Не дознавшись, с каким делом заявилась к ней Феня, Авдотья упредила гостью горячей просьбой:
_ Прочти теперя ты, Фенюшка! Максим, поди, с пято на десято… Пропустил, чай, половину. От Авдеюшки это!.. Живой сынок-то мой! Я знала, сердцем чуяла, что не погибши… Прочитай еще разок, доченька! О господи, за что мне, грешнице, такое счастье!
Феня, бледная от волнения и от накатившейся откуда-то на сердце тревоги, стала читать. Читала медленно, потому что Авдотья Степановна просила не торопиться, читать погромче («Слабеть что-то стала на ухо», — предупредила она гостью). Письмо было недлинное, не такое, какое получила она, без всяких подробностей относительно его скитаний по немецким лагерям, — просто он сообщал, что жив, здоров, надеется скоро вернуться, и тогда заглянет в Завидово, чтобы повидаться с нею, матерью, да сестрами, которым велел кланяться. Далее шли поклоны другим, более дальним «сродничкам» и знакомым — в перечислении многих имен значилось и ее, Фенино, имя; она даже обиделась на него, что помянул ее едва ли не самой последней, позже Саньки Шпича, очень нелюбого ей человека, вернувшегося недавно в Завидово, и попытавшегося было «прихлестнуть» за Фенею, и вызвавшего таким образом лютую ревность Насти Вольновой, младшей ее подружки, за войну очепь привязавшейся к Фене.

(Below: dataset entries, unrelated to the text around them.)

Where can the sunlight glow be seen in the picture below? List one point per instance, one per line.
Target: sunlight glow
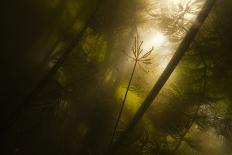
(154, 39)
(162, 46)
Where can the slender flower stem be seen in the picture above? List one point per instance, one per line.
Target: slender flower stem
(123, 103)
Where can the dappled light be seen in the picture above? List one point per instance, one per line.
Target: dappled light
(106, 77)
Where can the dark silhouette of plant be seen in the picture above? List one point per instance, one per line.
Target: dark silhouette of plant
(137, 57)
(183, 47)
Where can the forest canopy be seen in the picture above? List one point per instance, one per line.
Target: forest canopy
(106, 77)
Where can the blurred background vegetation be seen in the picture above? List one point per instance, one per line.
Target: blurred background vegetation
(65, 67)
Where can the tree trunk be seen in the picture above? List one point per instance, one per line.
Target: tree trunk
(183, 47)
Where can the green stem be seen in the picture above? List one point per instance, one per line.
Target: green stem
(123, 103)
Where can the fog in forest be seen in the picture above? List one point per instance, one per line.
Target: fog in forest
(116, 77)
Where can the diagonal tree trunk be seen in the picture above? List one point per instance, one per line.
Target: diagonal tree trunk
(43, 81)
(183, 47)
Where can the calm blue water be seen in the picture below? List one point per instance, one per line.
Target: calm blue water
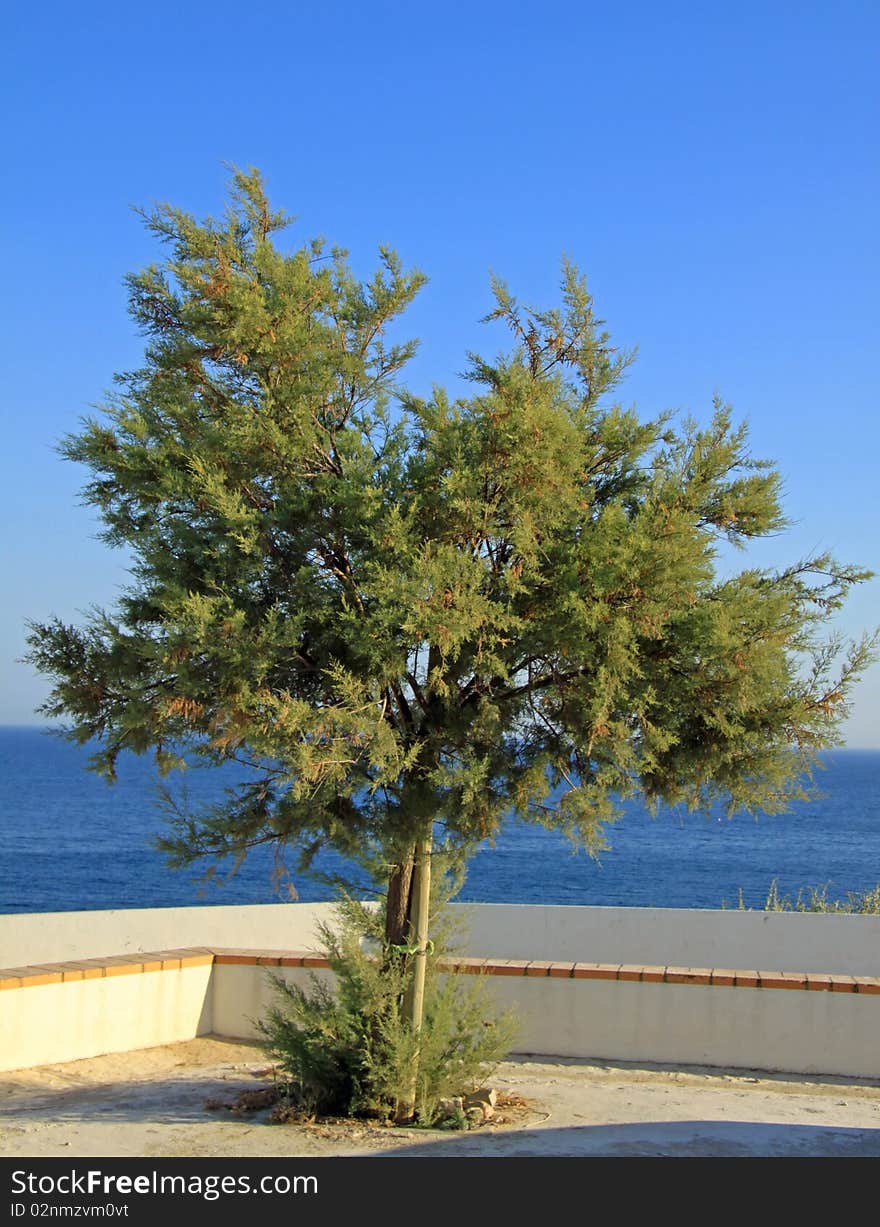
(70, 842)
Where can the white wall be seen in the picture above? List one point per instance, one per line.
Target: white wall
(789, 941)
(28, 939)
(779, 1030)
(779, 941)
(117, 1014)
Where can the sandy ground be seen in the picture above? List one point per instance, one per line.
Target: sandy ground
(152, 1103)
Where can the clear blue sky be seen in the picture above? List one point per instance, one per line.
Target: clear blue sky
(713, 169)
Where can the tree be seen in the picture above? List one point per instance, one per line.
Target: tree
(417, 615)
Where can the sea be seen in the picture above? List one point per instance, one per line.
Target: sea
(71, 842)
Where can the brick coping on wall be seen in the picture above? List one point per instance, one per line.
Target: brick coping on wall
(205, 956)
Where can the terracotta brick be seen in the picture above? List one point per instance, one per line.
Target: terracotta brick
(470, 966)
(595, 971)
(507, 967)
(66, 971)
(32, 977)
(782, 980)
(867, 983)
(652, 974)
(123, 966)
(842, 984)
(630, 972)
(687, 976)
(91, 968)
(196, 960)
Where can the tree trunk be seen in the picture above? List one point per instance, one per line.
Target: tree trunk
(399, 901)
(417, 935)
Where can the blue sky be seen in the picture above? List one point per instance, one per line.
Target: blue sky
(714, 172)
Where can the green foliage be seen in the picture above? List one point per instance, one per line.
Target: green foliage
(400, 610)
(816, 900)
(347, 1050)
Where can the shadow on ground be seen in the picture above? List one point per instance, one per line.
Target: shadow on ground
(668, 1139)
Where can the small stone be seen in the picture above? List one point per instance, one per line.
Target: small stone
(485, 1096)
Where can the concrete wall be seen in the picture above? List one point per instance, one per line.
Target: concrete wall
(685, 936)
(800, 1032)
(795, 941)
(57, 936)
(764, 1028)
(64, 1022)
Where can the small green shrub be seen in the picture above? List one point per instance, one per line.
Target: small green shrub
(816, 900)
(346, 1050)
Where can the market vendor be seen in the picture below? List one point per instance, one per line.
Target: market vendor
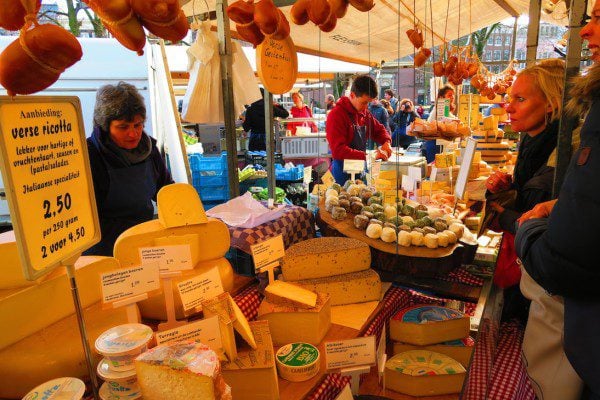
(350, 125)
(127, 168)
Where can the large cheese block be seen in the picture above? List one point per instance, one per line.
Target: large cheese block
(181, 370)
(207, 241)
(253, 375)
(154, 307)
(296, 324)
(355, 287)
(327, 256)
(460, 350)
(424, 373)
(428, 324)
(26, 310)
(53, 351)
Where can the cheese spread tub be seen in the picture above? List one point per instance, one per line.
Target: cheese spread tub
(297, 362)
(119, 385)
(58, 389)
(121, 344)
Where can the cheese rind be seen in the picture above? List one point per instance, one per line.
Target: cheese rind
(280, 292)
(355, 287)
(424, 373)
(426, 324)
(327, 256)
(295, 324)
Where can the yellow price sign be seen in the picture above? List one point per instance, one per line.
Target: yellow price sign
(46, 172)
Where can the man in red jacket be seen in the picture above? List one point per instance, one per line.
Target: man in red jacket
(350, 125)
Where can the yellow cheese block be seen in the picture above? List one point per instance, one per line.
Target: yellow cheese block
(327, 256)
(428, 324)
(253, 375)
(295, 324)
(355, 287)
(424, 373)
(207, 241)
(53, 351)
(179, 205)
(460, 350)
(154, 307)
(25, 311)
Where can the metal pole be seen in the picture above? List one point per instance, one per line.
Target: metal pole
(533, 30)
(225, 52)
(270, 142)
(567, 124)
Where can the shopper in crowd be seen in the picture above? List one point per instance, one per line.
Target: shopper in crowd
(401, 119)
(255, 122)
(127, 168)
(300, 110)
(446, 92)
(556, 240)
(390, 96)
(350, 125)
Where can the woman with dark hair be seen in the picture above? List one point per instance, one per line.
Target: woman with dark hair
(127, 168)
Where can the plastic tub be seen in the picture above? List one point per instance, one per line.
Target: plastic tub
(121, 344)
(121, 385)
(58, 389)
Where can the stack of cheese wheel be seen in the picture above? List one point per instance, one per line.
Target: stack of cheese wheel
(34, 314)
(429, 333)
(181, 222)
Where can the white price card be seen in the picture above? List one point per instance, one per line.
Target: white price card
(169, 258)
(354, 165)
(350, 353)
(129, 282)
(206, 331)
(199, 288)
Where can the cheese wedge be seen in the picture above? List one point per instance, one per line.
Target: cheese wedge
(427, 324)
(207, 241)
(253, 375)
(179, 205)
(424, 373)
(460, 350)
(280, 292)
(154, 307)
(53, 351)
(297, 324)
(355, 287)
(327, 256)
(26, 310)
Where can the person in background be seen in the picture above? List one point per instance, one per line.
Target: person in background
(390, 96)
(557, 239)
(401, 119)
(350, 125)
(300, 110)
(255, 122)
(127, 168)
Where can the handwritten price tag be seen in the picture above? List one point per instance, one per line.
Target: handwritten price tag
(350, 353)
(202, 287)
(129, 282)
(169, 258)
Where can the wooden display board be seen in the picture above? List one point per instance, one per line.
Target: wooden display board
(45, 168)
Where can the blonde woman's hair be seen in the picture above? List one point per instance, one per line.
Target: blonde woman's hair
(549, 77)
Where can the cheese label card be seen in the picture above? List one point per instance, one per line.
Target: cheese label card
(267, 252)
(199, 288)
(350, 353)
(328, 179)
(206, 331)
(354, 165)
(169, 258)
(129, 282)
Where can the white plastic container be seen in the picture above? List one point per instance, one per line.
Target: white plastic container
(121, 385)
(122, 344)
(58, 389)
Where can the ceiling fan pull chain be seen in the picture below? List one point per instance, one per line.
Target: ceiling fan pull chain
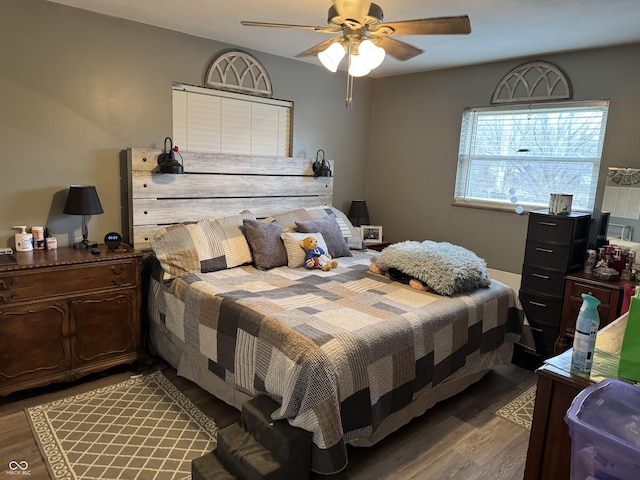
(349, 100)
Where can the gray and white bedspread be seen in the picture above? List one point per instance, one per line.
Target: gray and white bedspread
(339, 350)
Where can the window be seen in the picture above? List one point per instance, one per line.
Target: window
(518, 155)
(207, 120)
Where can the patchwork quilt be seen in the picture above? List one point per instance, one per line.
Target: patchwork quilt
(339, 350)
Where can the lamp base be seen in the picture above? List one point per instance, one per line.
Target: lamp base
(85, 245)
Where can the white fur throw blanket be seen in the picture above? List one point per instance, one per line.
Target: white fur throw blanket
(443, 267)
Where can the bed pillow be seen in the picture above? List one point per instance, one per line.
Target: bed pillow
(180, 249)
(351, 234)
(227, 244)
(266, 243)
(295, 253)
(330, 230)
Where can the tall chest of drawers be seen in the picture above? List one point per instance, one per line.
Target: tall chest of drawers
(556, 245)
(65, 313)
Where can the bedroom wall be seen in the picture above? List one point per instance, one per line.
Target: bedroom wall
(76, 88)
(414, 146)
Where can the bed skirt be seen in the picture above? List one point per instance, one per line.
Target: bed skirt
(189, 365)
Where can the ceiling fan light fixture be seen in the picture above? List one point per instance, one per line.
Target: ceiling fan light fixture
(332, 56)
(371, 54)
(357, 67)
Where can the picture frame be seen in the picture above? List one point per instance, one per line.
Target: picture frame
(371, 233)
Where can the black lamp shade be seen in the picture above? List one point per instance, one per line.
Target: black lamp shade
(83, 200)
(358, 213)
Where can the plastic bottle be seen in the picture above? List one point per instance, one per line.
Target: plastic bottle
(584, 340)
(24, 240)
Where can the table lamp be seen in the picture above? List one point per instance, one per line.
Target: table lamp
(358, 213)
(83, 200)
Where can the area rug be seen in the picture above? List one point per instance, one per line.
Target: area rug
(143, 428)
(520, 409)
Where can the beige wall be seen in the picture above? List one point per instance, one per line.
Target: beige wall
(76, 88)
(414, 146)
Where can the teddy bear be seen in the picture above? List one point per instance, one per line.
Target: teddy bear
(315, 256)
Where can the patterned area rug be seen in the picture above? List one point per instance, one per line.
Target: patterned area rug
(143, 428)
(520, 409)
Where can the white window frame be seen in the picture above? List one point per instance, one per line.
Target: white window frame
(506, 196)
(217, 121)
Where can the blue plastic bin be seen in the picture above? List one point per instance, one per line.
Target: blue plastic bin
(604, 425)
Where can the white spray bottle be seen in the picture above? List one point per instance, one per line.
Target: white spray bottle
(24, 240)
(584, 340)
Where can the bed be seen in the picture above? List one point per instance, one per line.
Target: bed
(350, 355)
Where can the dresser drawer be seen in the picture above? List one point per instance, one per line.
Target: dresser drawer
(33, 284)
(547, 255)
(542, 280)
(541, 310)
(602, 294)
(556, 229)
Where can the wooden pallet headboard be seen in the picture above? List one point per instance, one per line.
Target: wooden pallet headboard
(215, 185)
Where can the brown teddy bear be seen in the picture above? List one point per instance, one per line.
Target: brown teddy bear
(315, 256)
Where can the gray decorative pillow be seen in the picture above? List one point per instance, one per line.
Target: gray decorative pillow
(331, 233)
(265, 242)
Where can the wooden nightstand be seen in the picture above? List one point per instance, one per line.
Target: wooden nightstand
(549, 452)
(65, 313)
(610, 294)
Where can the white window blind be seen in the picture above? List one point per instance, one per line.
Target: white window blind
(520, 155)
(206, 120)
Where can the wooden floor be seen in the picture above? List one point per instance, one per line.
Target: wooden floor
(460, 438)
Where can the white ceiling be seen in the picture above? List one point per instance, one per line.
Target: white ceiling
(500, 29)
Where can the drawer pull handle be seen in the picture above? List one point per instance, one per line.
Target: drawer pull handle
(538, 275)
(13, 283)
(538, 304)
(118, 271)
(4, 299)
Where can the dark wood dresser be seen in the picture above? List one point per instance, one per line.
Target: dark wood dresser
(549, 453)
(610, 294)
(556, 245)
(65, 313)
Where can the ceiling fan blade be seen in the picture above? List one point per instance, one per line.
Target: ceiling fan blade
(327, 29)
(427, 26)
(310, 52)
(353, 9)
(397, 49)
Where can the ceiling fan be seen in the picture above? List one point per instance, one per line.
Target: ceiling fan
(360, 21)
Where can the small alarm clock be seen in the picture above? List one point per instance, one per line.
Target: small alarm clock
(113, 240)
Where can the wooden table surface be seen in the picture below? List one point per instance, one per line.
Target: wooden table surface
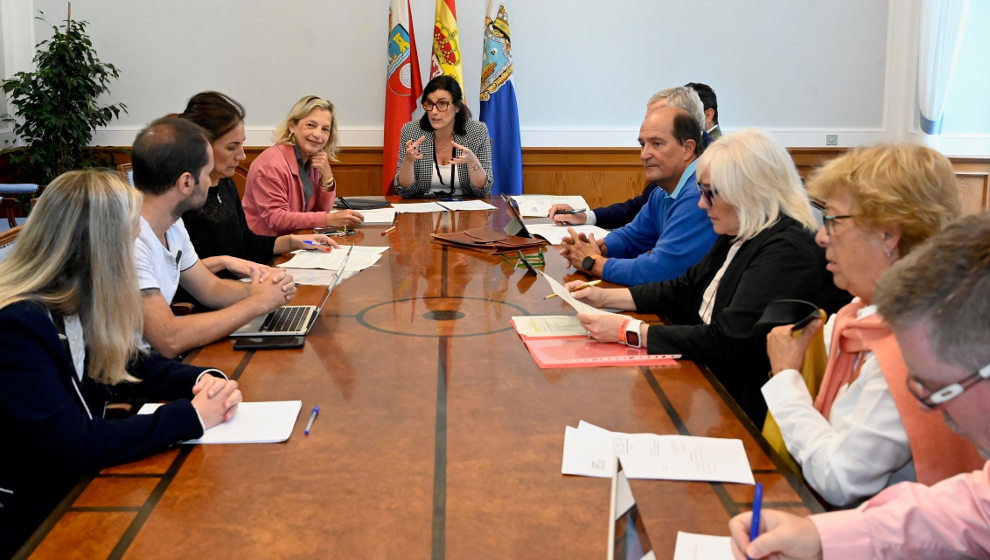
(438, 436)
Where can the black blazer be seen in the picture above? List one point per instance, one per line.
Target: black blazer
(780, 262)
(52, 428)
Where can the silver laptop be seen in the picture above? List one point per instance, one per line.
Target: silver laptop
(291, 320)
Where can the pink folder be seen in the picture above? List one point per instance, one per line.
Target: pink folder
(579, 351)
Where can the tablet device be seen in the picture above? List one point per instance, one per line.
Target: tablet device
(268, 342)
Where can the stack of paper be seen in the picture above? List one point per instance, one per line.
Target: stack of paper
(538, 205)
(590, 450)
(555, 233)
(317, 268)
(254, 422)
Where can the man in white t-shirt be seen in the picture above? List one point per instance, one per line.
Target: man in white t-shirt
(172, 161)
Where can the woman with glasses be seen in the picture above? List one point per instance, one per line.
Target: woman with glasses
(290, 186)
(70, 324)
(863, 431)
(765, 251)
(446, 153)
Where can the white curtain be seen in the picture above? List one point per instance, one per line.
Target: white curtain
(940, 34)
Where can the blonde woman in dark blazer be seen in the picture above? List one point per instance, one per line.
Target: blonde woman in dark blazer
(445, 153)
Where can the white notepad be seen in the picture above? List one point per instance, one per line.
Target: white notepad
(255, 422)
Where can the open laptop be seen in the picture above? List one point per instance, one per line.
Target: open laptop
(627, 538)
(516, 226)
(291, 320)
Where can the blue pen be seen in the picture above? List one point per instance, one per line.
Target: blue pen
(312, 418)
(754, 525)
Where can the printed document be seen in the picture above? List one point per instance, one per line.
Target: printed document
(254, 422)
(590, 450)
(538, 205)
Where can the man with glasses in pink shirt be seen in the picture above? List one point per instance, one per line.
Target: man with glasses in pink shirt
(936, 300)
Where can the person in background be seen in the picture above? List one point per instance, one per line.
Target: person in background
(765, 251)
(621, 213)
(670, 233)
(172, 163)
(70, 318)
(861, 432)
(710, 102)
(445, 153)
(290, 186)
(935, 301)
(219, 229)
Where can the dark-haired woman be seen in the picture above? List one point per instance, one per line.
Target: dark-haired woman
(445, 153)
(219, 229)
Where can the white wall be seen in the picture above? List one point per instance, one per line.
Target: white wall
(584, 68)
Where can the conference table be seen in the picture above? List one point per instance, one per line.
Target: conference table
(438, 435)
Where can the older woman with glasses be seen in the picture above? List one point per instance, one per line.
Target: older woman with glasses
(863, 431)
(765, 251)
(446, 153)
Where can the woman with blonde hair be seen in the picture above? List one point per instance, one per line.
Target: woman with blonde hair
(70, 323)
(290, 186)
(863, 431)
(765, 251)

Прочитавши, Феня призадумалась. Пока растроганная донельзя хозяйка, исполненная благодарности, обнимала и целовала ее, обмачивала Фенины щеки обильною слезою несказанной радости, Феня решала, сообщать ли Авдотье Степановне о полученном ею, Фенею, письме. Если скажешь о нем, то Авдотья непременно заставит прочесть, а как она прочитает, если сам Авдей не захотел, не стал рассказывать матери того, что рассказал другому человеку?! Может, просто вот встать сейчас и уйти, но и этого Феня не могла сделать: как-никак, а она была женщина, то есть самое ненадежное хранилище каких бы то ни было новостей, ну а хороших — и подавно. И она тихо, хриплым голосом, перехваченным волнением и той неясной, подкатившейся к ней вроде бы украдкой тревогой, сообщила:
— Он и мне прислал весточку.
— Кто, милая? — не поняла сперва Авдотья Степановна, оглушенная нежданно-негаданно свалившейся на нее великой радостью.
— Да Авдей же!
— И тебе?.. Чего же он?.. — слезы счастья стали быстро, прямо на глазах Фени, подсыхать на лице хозяйки, а лицо становилось и суше и холоднее. — Что же он пишет тебе?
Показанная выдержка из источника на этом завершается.